Logo

1. Hukuk Dairesi2022/4490 E. 2024/1804 K.

Yapay Zeka Özeti

Bu karar için yapay zeka özeti oluşturulamadı.

Karar Metni

"İçtihat Metni"

MAHKEMESİ :Asliye Hukuk Mahkemesi

SAYISI : 2021/166 E., 2022/62 K.

HÜKÜM : Kısmen Kabul

Taraflar arasında görülen tapu iptali ve tescil davasında verilen karar hakkında yapılan temyiz incelemesi sonucunda Yargıtay (Kapatılan) 16. Hukuk Dairesince kararın bozulmasına karar verilmiştir.

Mahkemece bozmaya uyularak yeniden yapılan yargılama sonucunda davanın kısmen kabulüne karar verilmiştir.

Karar davalı vekili tarafından temyiz edilmekle; kesinlik, süre, temyiz şartı ve diğer usul eksiklikleri yönünden yapılan ön inceleme sonucunda, temyiz dilekçesinin kabulüne karar verildikten ve Tetkik Hâkimi tarafından hazırlanan rapor dinlendikten sonra dosyadaki belgeler incelenip gereği düşünüldü:

I. DAVA

Davacılar, ... parsel sayılı taşınmazın mirasbırakanları ...,...'e ait olduğunu, Bulanık Sulh Hukuk Mahkemesinin 26.09.1951 tarihli ve 1950/100 E., 1951/112 K. sayılı kararı ile adlarına tescil edildiğini, 1982 yılında yapılan kadastro çalışmaları sırasında ... varislerinden ... adına tespit edildiğini, tespite itiraz ile ... varisleri olan ... ve ... açısından kısmen kabulüne karar verildiğini, oysa ...’in başka mirasçıları da olduğunu, taşınmazın kısmen Hazine adına tesciline karar verilmesinin doğru olmadığını, dava konusu taşınmaza 100 yıldan fazla süredir malik olduklarını, büyük babalarından kendilerine kaldığını ileri sürerek, Hazine adına tescil edilen 295.800 m²'lik alanın tapu kaydının iptali ile adlarına tapuya tesciline karar verilmesini istemişlerdir.

II. CEVAP

Davalı, taşınmazın özel mülkiyete ve zilyetlikle iktisaba konu olmayan, Devletin hüküm ve tasarrufu altında bulunan yerlerden olduğunu, davacıların zilyetlikle iktisaba yeterli zilyetliklerinin bulunmadığını belirterek,davanın reddini savunmuştur.

III. MAHKEMENİN KARARI

Bulanık Asliye Hukuk Mahkemesi 10.06.2015 tarihli ve 2008/230 E., 2015/407 K. sayılı kararı ile; davacıların taşınmazın mirasbırakanlarından kendilerine intikal ettiğini iddia ettiği, davaya devam edilebilmesi için veraset ilamlarının dosyaya sunulması gerektiği, kesin süreye rağmen veraset ilamı sunulmadığı gerekçesiyle davanın usulden reddine karar verilmiştir.

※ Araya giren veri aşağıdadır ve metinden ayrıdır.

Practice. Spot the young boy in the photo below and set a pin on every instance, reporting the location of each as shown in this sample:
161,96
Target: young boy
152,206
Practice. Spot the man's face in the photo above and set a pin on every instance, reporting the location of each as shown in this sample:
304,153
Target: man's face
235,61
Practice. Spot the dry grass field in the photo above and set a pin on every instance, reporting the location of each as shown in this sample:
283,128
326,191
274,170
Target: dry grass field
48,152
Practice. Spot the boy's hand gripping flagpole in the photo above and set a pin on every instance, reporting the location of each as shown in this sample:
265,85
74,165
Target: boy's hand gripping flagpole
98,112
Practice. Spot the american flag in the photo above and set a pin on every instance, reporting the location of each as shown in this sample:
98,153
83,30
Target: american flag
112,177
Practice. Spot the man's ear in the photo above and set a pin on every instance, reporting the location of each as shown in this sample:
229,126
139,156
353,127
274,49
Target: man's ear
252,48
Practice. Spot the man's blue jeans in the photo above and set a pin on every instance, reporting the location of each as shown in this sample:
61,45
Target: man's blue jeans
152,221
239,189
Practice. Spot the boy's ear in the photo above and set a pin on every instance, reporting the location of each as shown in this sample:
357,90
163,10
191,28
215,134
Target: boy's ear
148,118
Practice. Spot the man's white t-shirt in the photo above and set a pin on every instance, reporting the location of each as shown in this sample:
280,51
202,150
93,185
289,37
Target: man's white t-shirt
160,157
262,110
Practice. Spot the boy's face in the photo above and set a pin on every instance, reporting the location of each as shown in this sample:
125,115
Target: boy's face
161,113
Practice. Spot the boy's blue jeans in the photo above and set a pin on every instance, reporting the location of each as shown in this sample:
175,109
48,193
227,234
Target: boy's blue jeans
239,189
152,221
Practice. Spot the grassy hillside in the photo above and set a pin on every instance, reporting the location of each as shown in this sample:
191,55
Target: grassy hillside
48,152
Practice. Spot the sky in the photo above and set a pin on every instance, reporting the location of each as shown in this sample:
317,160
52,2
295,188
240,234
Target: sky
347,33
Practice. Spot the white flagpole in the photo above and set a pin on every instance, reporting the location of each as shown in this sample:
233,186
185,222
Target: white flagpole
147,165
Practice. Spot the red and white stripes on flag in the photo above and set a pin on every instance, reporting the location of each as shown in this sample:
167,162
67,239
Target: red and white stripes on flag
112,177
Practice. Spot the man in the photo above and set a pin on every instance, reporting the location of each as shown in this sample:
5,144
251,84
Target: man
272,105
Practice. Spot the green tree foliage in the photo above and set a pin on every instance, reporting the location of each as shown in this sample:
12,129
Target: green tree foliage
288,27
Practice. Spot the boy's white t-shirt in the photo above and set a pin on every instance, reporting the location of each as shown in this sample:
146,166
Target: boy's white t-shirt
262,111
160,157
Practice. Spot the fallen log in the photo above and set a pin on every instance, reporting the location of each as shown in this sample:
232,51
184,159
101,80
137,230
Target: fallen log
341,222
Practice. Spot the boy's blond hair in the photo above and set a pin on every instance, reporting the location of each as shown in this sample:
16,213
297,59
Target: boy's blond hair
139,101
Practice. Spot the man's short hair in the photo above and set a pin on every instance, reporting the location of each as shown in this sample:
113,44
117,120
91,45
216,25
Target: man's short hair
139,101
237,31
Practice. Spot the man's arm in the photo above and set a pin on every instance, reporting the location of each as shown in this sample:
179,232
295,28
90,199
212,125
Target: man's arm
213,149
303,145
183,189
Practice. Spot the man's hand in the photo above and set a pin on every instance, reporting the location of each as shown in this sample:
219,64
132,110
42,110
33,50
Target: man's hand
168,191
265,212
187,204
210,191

IV. BOZMA VE BOZMADAN SONRAKİ YARGILAMA SÜRECİ

A. Bozma Kararı

Mahkemenin yukarıda belirtilen kararına karşı süresi içinde davacılar vekili tarafından temyiz isteminde bulunulmuştur.

Yargıtay (Kapatılan) 16. Hukuk Dairesinin 15.02.2021 tarihli ve 2017/6080 E., 2021/1220 K. sayılı kararıyla, ... mirasçıları yönünden hükmün onanmasına, ... mirasçıları yönünden veraset ilamının süresinde sunulduğu, işin esasının incelenmesi gerektiği gerekçesiyle karar bozulmuştur.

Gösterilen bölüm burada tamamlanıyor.